El niño homosexual está en guerra. No sabe todavía que es homosexual. Ni que está en guerra. También desconoce las causas de ambos hechos. Sin embargo, nació en guerra. Maldición, la de haber sido parido en territorio enemigo.

El niño judío sufre la estupidez del mundo y vuelve a casa y en su casa sus padres judíos le dicen “estúpido es el mundo, no vos”. Y le hablan de por qué esta noche no es como todas las noches y le cuentan de aquella vez que hubieron de salir corriendo y el pan no se levó. Le dan una lista de valores y tradiciones y le dicen: “Vos estás parado acá”. Y sabrá, el niño judío, que no está solo.

El niño negro sufre la estupidez del mundo y vuelve a casa y en su casa sus padres negros le dicen “estúpido es el mundo, no vos”. Y le hablan de la cuna de la humanidad, de un barco, una guerra. Le dan una lista de valores y tradiciones y le dicen: “Vos estás parado acá”. Y sabrá que no está solo.

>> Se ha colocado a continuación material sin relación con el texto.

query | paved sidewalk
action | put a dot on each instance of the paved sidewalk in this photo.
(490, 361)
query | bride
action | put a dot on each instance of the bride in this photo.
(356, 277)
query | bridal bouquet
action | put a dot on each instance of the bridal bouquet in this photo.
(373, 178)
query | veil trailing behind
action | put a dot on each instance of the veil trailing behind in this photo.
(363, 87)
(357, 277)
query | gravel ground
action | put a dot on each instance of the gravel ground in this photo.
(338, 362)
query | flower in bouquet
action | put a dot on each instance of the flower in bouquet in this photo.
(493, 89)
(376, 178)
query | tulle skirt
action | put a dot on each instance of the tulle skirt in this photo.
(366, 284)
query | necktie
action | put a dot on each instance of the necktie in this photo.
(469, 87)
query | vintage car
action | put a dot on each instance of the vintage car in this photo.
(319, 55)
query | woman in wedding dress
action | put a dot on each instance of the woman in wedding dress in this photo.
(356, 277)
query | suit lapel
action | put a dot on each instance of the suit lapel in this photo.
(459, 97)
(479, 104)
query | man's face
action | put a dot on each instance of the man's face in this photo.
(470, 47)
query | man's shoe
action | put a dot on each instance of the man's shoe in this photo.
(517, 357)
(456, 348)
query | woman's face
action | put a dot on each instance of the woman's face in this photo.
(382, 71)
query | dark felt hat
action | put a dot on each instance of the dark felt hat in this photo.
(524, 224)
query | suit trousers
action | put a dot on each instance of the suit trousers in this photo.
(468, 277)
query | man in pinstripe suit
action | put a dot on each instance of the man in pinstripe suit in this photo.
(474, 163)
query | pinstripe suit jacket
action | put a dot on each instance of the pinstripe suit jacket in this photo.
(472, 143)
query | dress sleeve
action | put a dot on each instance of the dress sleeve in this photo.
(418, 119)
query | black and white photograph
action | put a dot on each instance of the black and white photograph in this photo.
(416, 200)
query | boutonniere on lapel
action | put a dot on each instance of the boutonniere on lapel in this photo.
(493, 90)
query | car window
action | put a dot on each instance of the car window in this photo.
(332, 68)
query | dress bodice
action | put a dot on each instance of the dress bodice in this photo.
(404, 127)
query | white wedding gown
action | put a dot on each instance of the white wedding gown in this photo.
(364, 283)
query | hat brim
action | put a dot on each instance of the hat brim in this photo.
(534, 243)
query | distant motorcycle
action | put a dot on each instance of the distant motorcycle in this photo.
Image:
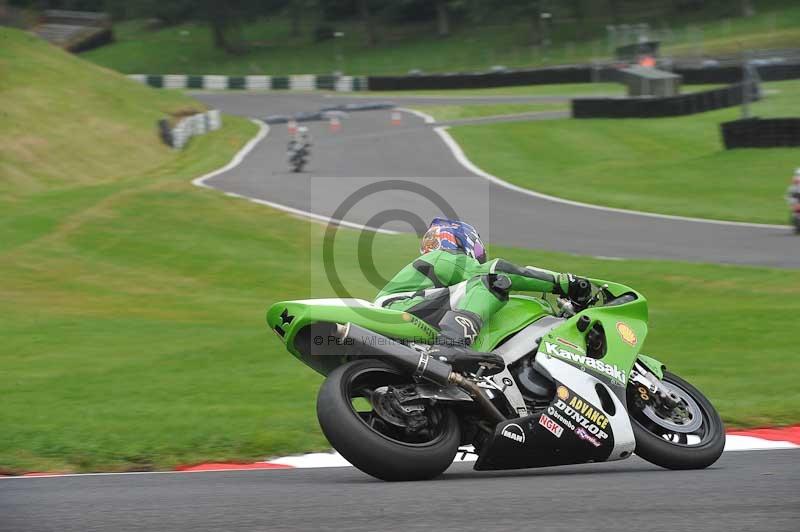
(299, 150)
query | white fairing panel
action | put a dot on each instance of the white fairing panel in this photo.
(584, 384)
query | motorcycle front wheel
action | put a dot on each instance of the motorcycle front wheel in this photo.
(361, 412)
(687, 434)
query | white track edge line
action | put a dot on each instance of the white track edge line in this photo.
(263, 131)
(461, 157)
(747, 443)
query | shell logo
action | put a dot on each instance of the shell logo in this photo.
(626, 333)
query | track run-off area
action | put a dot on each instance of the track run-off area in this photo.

El niño homosexual sufre la estupidez del mundo y ni se le ocurre hablar con sus padres. Supone que se van a enojar. Él no sabe por qué, pero se van a enojar. Y para sus padres, lo peor, es creer que su hijo no es como ellos.

Se enfrentará con algunas tonteras el niño homosexual. Será parte de una minoría con la cual, las relaciones que han establecido las mayorías han sido, generalmente, de crueldad. Las mayorías heterosexuales se han creído, a lo largo de los siglos, moralmente superiores y por lo tanto, con derecho a decidir cómo tienen que vivir todos los demás. La homosexualidad –en realidad, todas las sexualidades no reproductivas– fueron pecado para las religiones, fueron enfermedad para la ciencia y fueron delito para el derecho y los Estados. El poder no nos ha querido nunca.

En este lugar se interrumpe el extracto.